Куда более легким считалось наказание батогами. Последние представляли собой толстые палки или прутья с обрезанными концами. Батоги использовали часто – для выколачивания податей и недоимок, для битья крепостных и подчиненных. Иногда битье батогами назначал суд – за воровство, лжесвидетельство, неуважение к царской семье… Так, батогами был наказан подьячий, который, когда пил за здоровье государя, не снял головного убора.

Происходила экзекуция так. Человека клали на пол или на землю вниз лицом. Один из палачей садился ему на ноги, другой – на шею, обхватив ее коленями. Затем каждый из них брал по два батога и лупил ими жертву по спине и ниже спины, пока наказание не решали прекратить или пока не ломались прутья. При этом запрещено было наносить удары по животу, бедрам и икрам.
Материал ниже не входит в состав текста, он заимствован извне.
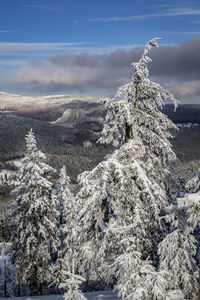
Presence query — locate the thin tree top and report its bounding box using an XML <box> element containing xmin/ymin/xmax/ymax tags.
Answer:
<box><xmin>99</xmin><ymin>38</ymin><xmax>178</xmax><ymax>153</ymax></box>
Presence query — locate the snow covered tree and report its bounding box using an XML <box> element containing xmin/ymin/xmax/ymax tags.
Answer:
<box><xmin>11</xmin><ymin>129</ymin><xmax>58</xmax><ymax>294</ymax></box>
<box><xmin>99</xmin><ymin>38</ymin><xmax>178</xmax><ymax>181</ymax></box>
<box><xmin>61</xmin><ymin>260</ymin><xmax>87</xmax><ymax>300</ymax></box>
<box><xmin>77</xmin><ymin>39</ymin><xmax>180</xmax><ymax>292</ymax></box>
<box><xmin>178</xmin><ymin>170</ymin><xmax>200</xmax><ymax>299</ymax></box>
<box><xmin>55</xmin><ymin>166</ymin><xmax>77</xmax><ymax>288</ymax></box>
<box><xmin>158</xmin><ymin>205</ymin><xmax>198</xmax><ymax>299</ymax></box>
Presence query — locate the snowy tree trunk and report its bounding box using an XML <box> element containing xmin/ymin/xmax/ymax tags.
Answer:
<box><xmin>125</xmin><ymin>125</ymin><xmax>132</xmax><ymax>143</ymax></box>
<box><xmin>3</xmin><ymin>260</ymin><xmax>7</xmax><ymax>297</ymax></box>
<box><xmin>30</xmin><ymin>267</ymin><xmax>38</xmax><ymax>296</ymax></box>
<box><xmin>17</xmin><ymin>283</ymin><xmax>21</xmax><ymax>297</ymax></box>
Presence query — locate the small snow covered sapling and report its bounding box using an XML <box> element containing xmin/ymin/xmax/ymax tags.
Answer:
<box><xmin>60</xmin><ymin>260</ymin><xmax>87</xmax><ymax>300</ymax></box>
<box><xmin>54</xmin><ymin>166</ymin><xmax>77</xmax><ymax>289</ymax></box>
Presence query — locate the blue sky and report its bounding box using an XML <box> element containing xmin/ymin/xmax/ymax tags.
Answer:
<box><xmin>0</xmin><ymin>0</ymin><xmax>200</xmax><ymax>103</ymax></box>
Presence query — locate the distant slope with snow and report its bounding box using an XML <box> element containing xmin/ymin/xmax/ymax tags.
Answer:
<box><xmin>1</xmin><ymin>291</ymin><xmax>120</xmax><ymax>300</ymax></box>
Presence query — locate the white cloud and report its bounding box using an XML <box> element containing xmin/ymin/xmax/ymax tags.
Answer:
<box><xmin>88</xmin><ymin>8</ymin><xmax>200</xmax><ymax>22</ymax></box>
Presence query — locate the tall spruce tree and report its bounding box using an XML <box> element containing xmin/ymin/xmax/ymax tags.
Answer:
<box><xmin>77</xmin><ymin>39</ymin><xmax>178</xmax><ymax>299</ymax></box>
<box><xmin>11</xmin><ymin>129</ymin><xmax>58</xmax><ymax>294</ymax></box>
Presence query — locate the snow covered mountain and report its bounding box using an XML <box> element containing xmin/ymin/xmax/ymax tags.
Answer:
<box><xmin>0</xmin><ymin>92</ymin><xmax>103</xmax><ymax>127</ymax></box>
<box><xmin>0</xmin><ymin>92</ymin><xmax>200</xmax><ymax>183</ymax></box>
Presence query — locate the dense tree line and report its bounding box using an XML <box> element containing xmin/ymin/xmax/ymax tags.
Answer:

Также во время экзекуции наказуемый должен был кричать слово: «виноват!». Если не кричал, то наказание продолжали, пока не закричит и не признает своей вины.

Сквозь строй

Более жестоким выглядело наказание шпицрутенами – гибкими прутьями около 2,1 метра в длину и менее 4,5 сантиметров в диаметре. Использовали их в основном для наказания солдат. Это называлось «прогнать сквозь строй». Способ наказания был позаимствован от шведов и в 1701 году введен Петром I в русской армии. Наказанного за ту или иную провинность обнажали по пояс, руки привязывали к ружью, которое было повернуто к нему штыком, чтобы несчастный не мог уклониться от расправы, и проводили меж двух рядов его товарищей, выстроившихся справа и слева от него. Каждый солдат должен был ударить провинившегося по спине шпицрутеном. За избиваемым следовал полковой врач, отсчитывая удары, чтобы наказанного не засекли до смерти и не покалечили.

«Поучения» для детей и женщин

Детские наказания «благословлялись» знаменитым «Домостроем»: «…но и страхом спасать, наказывая и

поучая, а когда и побить». Детей на Руси обычно секли розгами. Розгой называлась связка прутьев, которой наносили удары по мягким частям тела. Наказать розгами могли за любую провинность, причем применялось это наказание не только родителями или воспитателями, но и школьными учителями – скажем, за нерадивость в учении. Иногда секли и девочек.

Применялся такой способ наказания к детям любых сословий: это считалось полезным для ребенка. В больших семьях порой устраивали еженедельные порки по субботам, причем зачастую секли отпрысков не только за реально совершенные проступки, но и для профилактики, «чтоб неповадно было».

Перед тем как провести экзекуцию, пучки розог вымачивали в холодной проточной воде. Иногда вымачивание происходило в соленом растворе, и тогда битье причиняло сильнейшую боль. Однако шрамы после такого наказания оставались редко. Реже для битья подрастающего поколения использовалась веревка с узлами, которой хлестали наотмашь.

Женщин тоже пороли – чаще всего плетью или розгами. Использование твердых предметов и такие способы битья, которые могли искалечить, «Домострой» применять запрещал.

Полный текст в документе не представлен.